Microclimate, that is to say air temperature, air moisture, and wind conditions, influence water flow through the plant. Water is removed from the plant through respiration - just like animals, plants remove excess water and carbon dioxide from their cells as a part of their breath cycle. Another mechanism is evapotranspiration, where water flows through the whole plant, from root to leaf, and is passively transported back into the air. This mechanism keeps water flowing in a plant, and can to an extent be regulated by specialized plant cells. Ambient heat, heating from direct solar radiation, dry air, and wind high winds accelerate the process, as they increase evaporation from leaf surfaces. If water availability belowground is good, this hastened water circulation is mostly beneficial to the plant as it also means more effective uptake of nutrients with the water. If the soil is low on water though, this type of microclimate dries plants out fast. The effects of microclimate on plants should also serve as a good example on how everything is connected; The sum of conditions above- and belowground dictate site stresses and plant life.


 

Often in projects we take a plain stormwater management perspective to rain gardens, and so nutrient-less, highly porous, mostly dry and relatively slowly draining planting beds are considered ideal. Usually the required volume of planting substrate for storing adequate amounts of water is also smaller than the volume of soil required for adequate plant growth. Finally, stormwater management is light-independent, unlike plant growth.

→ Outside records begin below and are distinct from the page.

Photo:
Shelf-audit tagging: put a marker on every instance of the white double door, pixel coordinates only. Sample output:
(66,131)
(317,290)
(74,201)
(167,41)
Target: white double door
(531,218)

Stormwater is transient, mobile, and above all not alive. Plants, on the contrary, cannot move elsewhere in search of better living conditions. Individual plant needs must always be satisfied hyperlocally, whereas stormwater management is ideally multiscalar. We also need to have plants where people are to benefit from local ecosystem services; there will be no "livable cities" or "urban nature-based solutions" without plant life!


If we want to keep combining urban vegetation with stormwater management we need to find project-specific compromises between the needs of plants and the ideal (and often cookie-cutter) solutions for transporting, retaining, detaining, infiltrating and treat water. In the upcoming posts I will give some ideas for resolving these conflicts.



 


* Carbon deprivation is very very rare for terrestrial plants, since air contains plenty of it. Because of this, I'm not going any deeper into this question, but keep in mind that the carbon capture potential of plants is directly tied to their capacity to synthetize carbon dioxide into plant tissues. The bigger plant and the more slowly degradable plant tissues, the larger is the long-term carbon capture potential.


** Or with the help of glasses. Or as can be observed via touch and smell. Different options.


*** Unless somebody had decided to cover them with airproof paint or plastic. Don't do that.


**** I'm using tree-centric language for the sake of simplicity. Obviously, herbaceous plants can photosynthetize with all of their green parts.